Velocity testing — Crosman Premier lites
Before the oil, the rifle averaged 874 f.p.s. with Crosman Premier 7.9-grain domes. The spread for 10 shots was 28 f.p.s. After oiling, Premier lites averaged 852 f.p.s. with a spread of 21 f.p.s. So there was a small drop in velocity and a small decrease in the spread.
Air Arms Falcon pellets
Before oiling, the Falcon dome from Air Arms averaged 932 f.p.s. with a spread of 9 f.p.s. After oiling the average was 928 f.p.s. and the spread was 20 f.p.s. Slight loss of velocity and stability with oiling.
H&N Baracuda Match pellets
Before oiling, H&N Baracuda Match pellets averaged 706 f.p.s. with a spread of 25 f.p.s. After oiling, the average was 708 f.p.s. with a 20 f.p.s. spread. This pellet did a little better after oiling.
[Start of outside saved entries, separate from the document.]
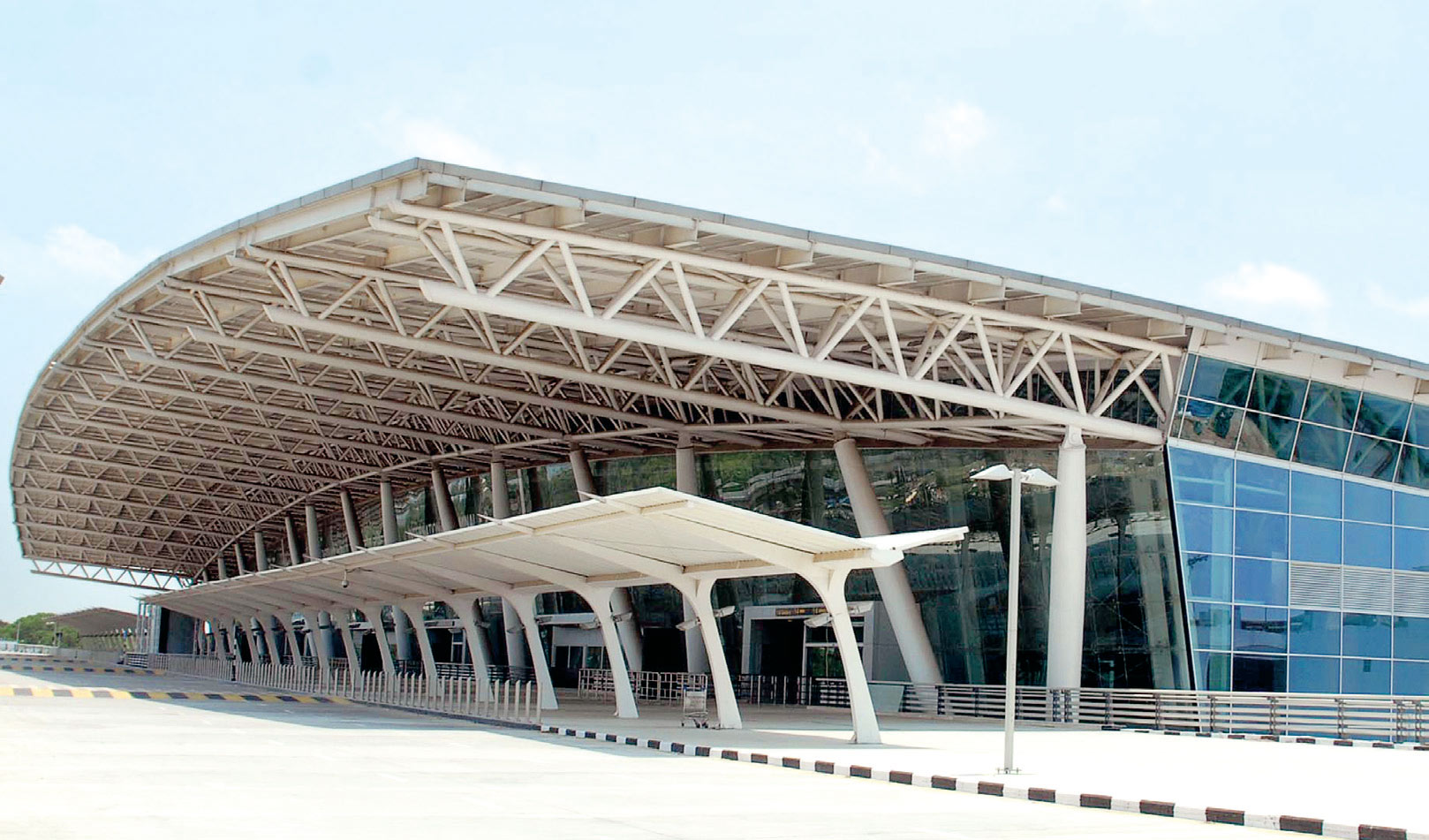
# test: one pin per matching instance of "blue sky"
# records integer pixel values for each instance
(1260, 159)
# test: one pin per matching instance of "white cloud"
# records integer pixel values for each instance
(1272, 284)
(413, 136)
(79, 252)
(955, 130)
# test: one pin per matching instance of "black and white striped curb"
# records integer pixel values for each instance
(1086, 800)
(1279, 738)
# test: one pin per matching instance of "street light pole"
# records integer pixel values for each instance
(1017, 478)
(1009, 712)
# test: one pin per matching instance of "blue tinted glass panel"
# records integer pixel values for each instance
(1372, 458)
(1259, 629)
(1211, 626)
(1262, 534)
(1366, 634)
(1414, 467)
(1262, 488)
(1221, 382)
(1315, 541)
(1262, 582)
(1208, 578)
(1266, 435)
(1412, 677)
(1410, 550)
(1315, 495)
(1188, 372)
(1204, 529)
(1412, 509)
(1212, 671)
(1202, 478)
(1315, 675)
(1209, 423)
(1368, 503)
(1258, 673)
(1410, 638)
(1418, 432)
(1382, 416)
(1315, 632)
(1365, 676)
(1331, 406)
(1278, 395)
(1366, 545)
(1322, 448)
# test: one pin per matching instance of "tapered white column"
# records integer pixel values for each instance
(894, 587)
(429, 663)
(442, 495)
(686, 481)
(374, 613)
(270, 638)
(314, 545)
(389, 536)
(516, 653)
(351, 520)
(1066, 610)
(829, 585)
(525, 609)
(465, 608)
(259, 552)
(295, 552)
(621, 603)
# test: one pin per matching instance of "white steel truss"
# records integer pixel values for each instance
(445, 316)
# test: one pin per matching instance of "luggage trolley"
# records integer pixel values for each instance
(695, 708)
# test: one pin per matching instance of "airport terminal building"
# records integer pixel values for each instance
(416, 419)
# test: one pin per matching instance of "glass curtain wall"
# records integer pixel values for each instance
(1301, 579)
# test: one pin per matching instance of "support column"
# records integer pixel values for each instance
(516, 653)
(601, 604)
(686, 481)
(525, 609)
(429, 663)
(621, 603)
(894, 587)
(259, 552)
(702, 604)
(270, 639)
(344, 629)
(295, 555)
(351, 520)
(829, 585)
(1066, 610)
(465, 608)
(314, 546)
(442, 495)
(374, 613)
(295, 650)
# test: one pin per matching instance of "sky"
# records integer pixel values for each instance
(1265, 160)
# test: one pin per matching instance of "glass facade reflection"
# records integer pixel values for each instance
(1301, 579)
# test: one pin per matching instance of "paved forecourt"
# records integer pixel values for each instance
(162, 768)
(1319, 787)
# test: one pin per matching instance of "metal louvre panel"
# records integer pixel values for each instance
(1369, 590)
(1315, 586)
(1412, 594)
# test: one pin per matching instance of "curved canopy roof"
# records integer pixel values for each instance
(430, 314)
Firing behavior after shooting
The rifle still has a small bit of buzz, but it’s only about 10 percent of what it was before oiling. I don’t think it’ll get any better with time. In my opinion, the oiling method does work; and for those who don’t want to disassemble the rifle, this is a good option. The excess oil does run out of the gun, so be sure it doesn’t drip onto furniture or the carpet.
In the future…
Pyramyd Air has granted me permission to open up this rifle for you and look inside. I may do that after the 50-yard test. And I will then look at other things that can be done to tune the rifle even better.